In the early years of Houston, Main at Commerce was an important commercial center. Commerce Street to the right was Produce Row, an area subject to flooding, and where the norm of frequent shipping made it easier to deal with occasional inundations.
In 1915 the first building on the left was Flaxman Dry Goods store (101-105 Main), followed by the Converse Building (105 1/2 Main) housing small businessmen such as contractors, printers, loan outfits (including, surprisingly, T. Morioki, Japanese Goods). American Express had an office at 115 Main, and on the corner of Main and Franklin (119 Main) was the Houston Land and Trust Company (see Houston Land and Trust), with many offices of local lawyers, stockbrokers real estate agents, including Max Westheimer working for Pacific Mutual Life Insurance Company. Across Franklin Street lay one of Houston's first skyscrapers, the First National Bank Building (210-205 Main, built in 1904), with an expansive and active lobby on the first floor and many business tenants on upper floors, including Kirby Lumber Company which occupied the entire 8th floor.
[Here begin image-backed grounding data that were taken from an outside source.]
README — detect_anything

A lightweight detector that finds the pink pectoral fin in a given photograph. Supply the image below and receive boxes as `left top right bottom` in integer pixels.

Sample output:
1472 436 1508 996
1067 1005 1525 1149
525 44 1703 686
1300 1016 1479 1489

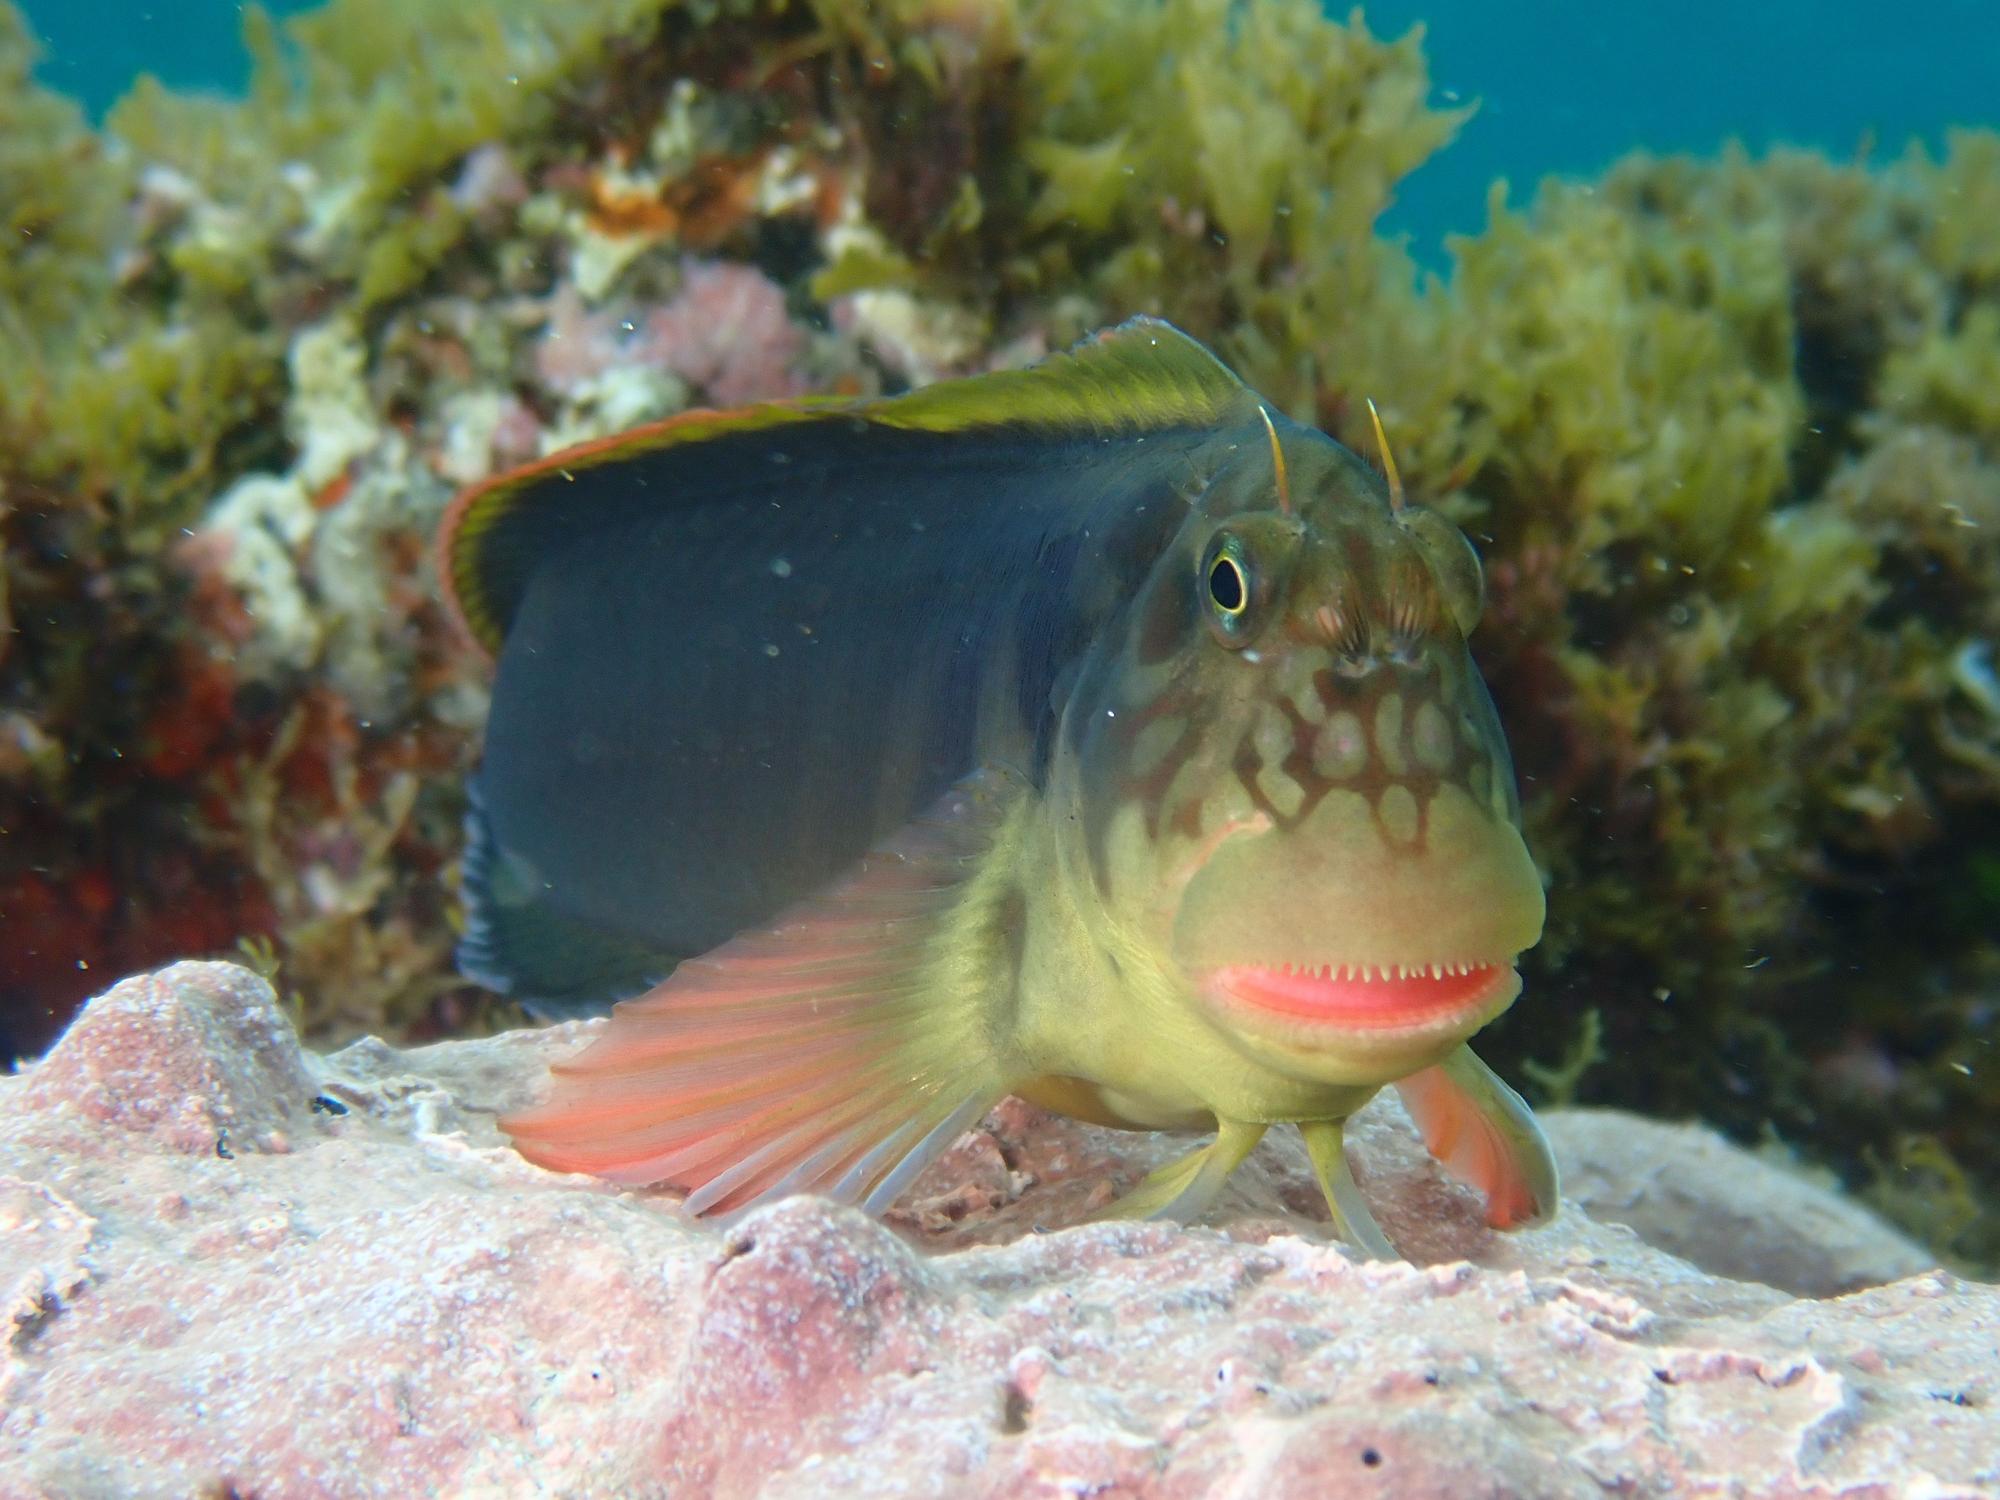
1395 1047 1559 1230
501 771 1022 1217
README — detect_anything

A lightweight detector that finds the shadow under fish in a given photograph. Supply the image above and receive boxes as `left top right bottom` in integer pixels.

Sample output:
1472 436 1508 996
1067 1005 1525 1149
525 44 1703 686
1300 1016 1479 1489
439 317 1558 1256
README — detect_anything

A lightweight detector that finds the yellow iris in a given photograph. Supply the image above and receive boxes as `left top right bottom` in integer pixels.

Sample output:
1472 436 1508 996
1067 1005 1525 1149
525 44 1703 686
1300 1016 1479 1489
1208 553 1247 617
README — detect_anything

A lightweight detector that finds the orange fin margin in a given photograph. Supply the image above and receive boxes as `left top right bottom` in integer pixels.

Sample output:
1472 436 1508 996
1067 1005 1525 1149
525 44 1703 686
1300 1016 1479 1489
435 400 847 655
1394 1046 1559 1230
500 772 1022 1217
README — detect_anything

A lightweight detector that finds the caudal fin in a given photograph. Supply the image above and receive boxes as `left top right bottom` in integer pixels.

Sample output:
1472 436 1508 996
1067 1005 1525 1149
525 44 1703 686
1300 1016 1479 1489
456 781 678 1019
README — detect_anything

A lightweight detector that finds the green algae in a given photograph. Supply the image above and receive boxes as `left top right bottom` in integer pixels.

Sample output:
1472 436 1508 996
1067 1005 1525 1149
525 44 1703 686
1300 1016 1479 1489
0 8 124 335
1521 1008 1605 1110
1010 0 1464 406
109 0 695 302
2 0 1998 1263
1 12 283 535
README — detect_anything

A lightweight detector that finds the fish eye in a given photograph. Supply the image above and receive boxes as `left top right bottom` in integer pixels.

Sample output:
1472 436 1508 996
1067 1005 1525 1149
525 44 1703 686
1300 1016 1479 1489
1208 554 1247 616
1197 516 1299 648
1201 534 1259 646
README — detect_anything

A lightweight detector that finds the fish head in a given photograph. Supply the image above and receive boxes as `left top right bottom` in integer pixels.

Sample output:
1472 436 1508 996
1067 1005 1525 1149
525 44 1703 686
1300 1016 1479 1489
1062 427 1545 1087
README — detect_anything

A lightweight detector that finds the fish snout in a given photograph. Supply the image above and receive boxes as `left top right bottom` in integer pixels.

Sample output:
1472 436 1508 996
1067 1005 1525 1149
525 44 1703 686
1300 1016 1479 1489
1232 638 1515 834
1166 649 1543 1081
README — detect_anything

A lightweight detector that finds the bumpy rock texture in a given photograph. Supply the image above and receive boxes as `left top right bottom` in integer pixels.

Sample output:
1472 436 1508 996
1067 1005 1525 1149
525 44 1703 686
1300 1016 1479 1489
1 963 1993 1498
5 0 1999 1266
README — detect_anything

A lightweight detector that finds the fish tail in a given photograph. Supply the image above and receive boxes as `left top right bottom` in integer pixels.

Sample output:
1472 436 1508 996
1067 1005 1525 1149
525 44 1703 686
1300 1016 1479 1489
457 780 676 1019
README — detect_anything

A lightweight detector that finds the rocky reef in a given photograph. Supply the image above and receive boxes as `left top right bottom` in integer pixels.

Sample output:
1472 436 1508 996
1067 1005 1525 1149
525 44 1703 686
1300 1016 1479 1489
3 961 1992 1496
0 0 1996 1265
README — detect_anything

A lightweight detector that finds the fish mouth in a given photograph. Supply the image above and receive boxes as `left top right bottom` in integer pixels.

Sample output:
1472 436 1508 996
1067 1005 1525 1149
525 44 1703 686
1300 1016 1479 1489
1202 958 1519 1037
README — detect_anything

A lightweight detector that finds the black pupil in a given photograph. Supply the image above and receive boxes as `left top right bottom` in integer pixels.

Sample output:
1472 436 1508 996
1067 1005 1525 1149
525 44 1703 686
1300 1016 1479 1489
1209 556 1245 612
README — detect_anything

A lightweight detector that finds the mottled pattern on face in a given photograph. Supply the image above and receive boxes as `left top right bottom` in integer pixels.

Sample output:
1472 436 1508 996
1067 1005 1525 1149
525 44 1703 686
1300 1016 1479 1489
1136 641 1513 862
1220 632 1512 847
1072 449 1519 903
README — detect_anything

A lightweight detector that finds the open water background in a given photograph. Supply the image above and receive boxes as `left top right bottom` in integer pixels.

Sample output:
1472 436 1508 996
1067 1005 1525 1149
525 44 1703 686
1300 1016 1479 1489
19 0 1998 250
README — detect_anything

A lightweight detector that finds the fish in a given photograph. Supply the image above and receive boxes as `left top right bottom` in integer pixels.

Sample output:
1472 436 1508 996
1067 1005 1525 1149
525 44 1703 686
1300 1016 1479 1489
440 317 1557 1254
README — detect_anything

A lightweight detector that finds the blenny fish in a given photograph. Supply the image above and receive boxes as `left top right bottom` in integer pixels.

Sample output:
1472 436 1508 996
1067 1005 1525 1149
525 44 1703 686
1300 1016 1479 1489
441 318 1556 1254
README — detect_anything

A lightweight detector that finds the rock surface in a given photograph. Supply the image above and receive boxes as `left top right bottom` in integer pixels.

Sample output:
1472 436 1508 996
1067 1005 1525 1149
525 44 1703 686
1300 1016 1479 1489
0 962 1992 1498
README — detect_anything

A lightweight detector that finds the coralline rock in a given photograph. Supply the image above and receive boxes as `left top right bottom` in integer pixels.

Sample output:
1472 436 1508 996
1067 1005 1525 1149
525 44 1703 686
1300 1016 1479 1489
641 258 807 407
1540 1107 1935 1298
12 962 316 1156
1 962 1993 1499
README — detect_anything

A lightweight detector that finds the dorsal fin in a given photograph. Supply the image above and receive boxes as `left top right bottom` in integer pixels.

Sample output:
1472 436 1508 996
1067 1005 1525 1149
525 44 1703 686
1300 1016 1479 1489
437 317 1254 654
872 316 1253 438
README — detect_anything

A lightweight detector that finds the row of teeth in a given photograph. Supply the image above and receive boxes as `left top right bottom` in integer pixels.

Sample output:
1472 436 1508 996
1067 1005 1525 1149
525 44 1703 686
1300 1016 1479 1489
1277 960 1488 981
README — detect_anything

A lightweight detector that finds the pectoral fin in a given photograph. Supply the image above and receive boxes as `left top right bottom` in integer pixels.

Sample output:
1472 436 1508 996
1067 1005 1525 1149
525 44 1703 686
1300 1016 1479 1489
1103 1117 1267 1223
1394 1044 1559 1230
501 770 1029 1217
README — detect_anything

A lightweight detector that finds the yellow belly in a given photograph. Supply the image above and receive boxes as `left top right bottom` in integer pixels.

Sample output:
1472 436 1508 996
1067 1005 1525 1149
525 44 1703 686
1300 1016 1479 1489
1012 1073 1214 1131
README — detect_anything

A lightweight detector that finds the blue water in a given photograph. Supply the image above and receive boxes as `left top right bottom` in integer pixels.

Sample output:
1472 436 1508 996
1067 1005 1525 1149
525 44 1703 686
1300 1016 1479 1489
18 0 1999 246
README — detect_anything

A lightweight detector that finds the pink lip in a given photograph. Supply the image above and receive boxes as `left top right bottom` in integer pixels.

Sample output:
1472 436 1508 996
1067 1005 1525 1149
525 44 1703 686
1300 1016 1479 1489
1207 960 1514 1031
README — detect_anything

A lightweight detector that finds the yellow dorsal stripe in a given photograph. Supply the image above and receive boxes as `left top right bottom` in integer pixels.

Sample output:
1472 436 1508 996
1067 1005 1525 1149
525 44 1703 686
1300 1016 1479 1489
873 318 1252 436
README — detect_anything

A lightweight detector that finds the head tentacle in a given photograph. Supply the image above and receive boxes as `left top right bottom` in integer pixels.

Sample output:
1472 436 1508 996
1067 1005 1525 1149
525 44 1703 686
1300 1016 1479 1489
1365 397 1405 515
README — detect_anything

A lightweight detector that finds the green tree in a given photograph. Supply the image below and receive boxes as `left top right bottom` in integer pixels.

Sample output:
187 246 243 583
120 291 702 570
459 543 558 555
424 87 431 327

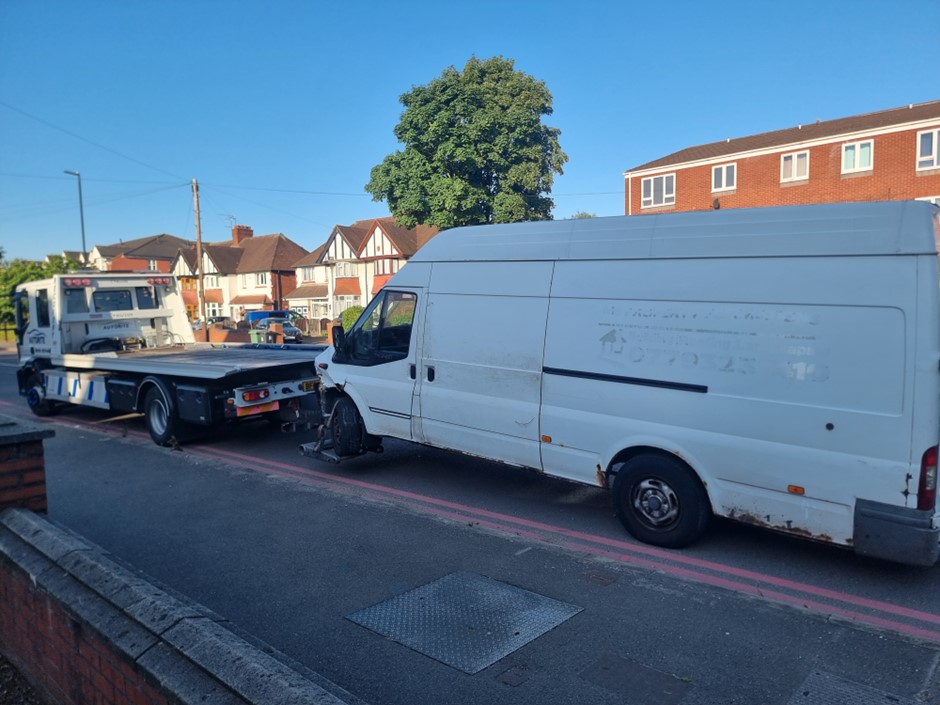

On the right was Baldwin & Cargill Wholesale Produce Company (102-104 Main). Gulf Refining Company was a small outfit in 1915 (104 1/2 Main), followed by small firms: Houston Hat Company (106 Main), Oil Well Supply Company (110 Main), Postal Telegraph and Cable Company occupied 112- 114 Main, and the block also included smaller businesses: printers and bookbinders, harness companies, cotton companies, brick companies. On the corner of Franklin, Commercial National Bank (116 Main, built 1904).
Franklin and Main was Houston's center of town and an important banking center for Southeast Texas. Across from the First National Bank was the Houston National Exchange Bank (202 Main corner Franklin). To complete the list of skyscrapers, the Scanlan Building (403 1/2 Main), and on the left opposite, the Rice Hotel (build in 1910 at Main at Texas), and further down on the right, the Carter Building (806 Main, also built in 1910), all still standing and treated elsewhere here.